Pour le respect de la femme à exercer les hautes fonctions, il a permis à la Présidente Nassimah Dindar, de conserver son siège au Département tout en s’engageant sur la base d’une plate forme de développement.

Tout cela pour vous dire qu’on ne saurait instrumentaliser l’actualité politique de Sainte-Suzanne pour faire oublier que Maurice Gironcel est un homme progressiste au service de son pays dans le respect de la place de la femme dans la société.

Zot la di

Diouba : « être accompagné au quotidien »

« C’est important pour nous les Mahorais de voir Maurice Gironcel élu, on a besoin d’être accompagné dans nos démarches au quotidien et des centres d’accueil pour notre communauté ».

Henri Booz : « le rôle du politique est asexué »

« C’est un bon rassemblement pour un samedi. Les discours ont été sincères et corrects, mais surtout touchants. Car voir des femmes exprimer ainsi leurs sensibilités, sensibilité qui est reconnue par tous.
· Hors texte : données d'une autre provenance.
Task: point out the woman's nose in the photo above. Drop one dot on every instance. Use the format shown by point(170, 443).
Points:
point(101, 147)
Mais à ce niveau, voir Gélita Hoarau dire que le rôle du politique est asexué, redonnant ainsi sa noblesse à la politique, c’est touchant. J’ai travaillé avec Maurice Gironcel, c’est quelque chose de naturel, car c’est un homme abordable et qui donne toute place aux élus. Étant élu démissionnaire volontaire, je soutiens Maurice Gironcel, car loyauté et fidélité ne sont pas de vains mots ».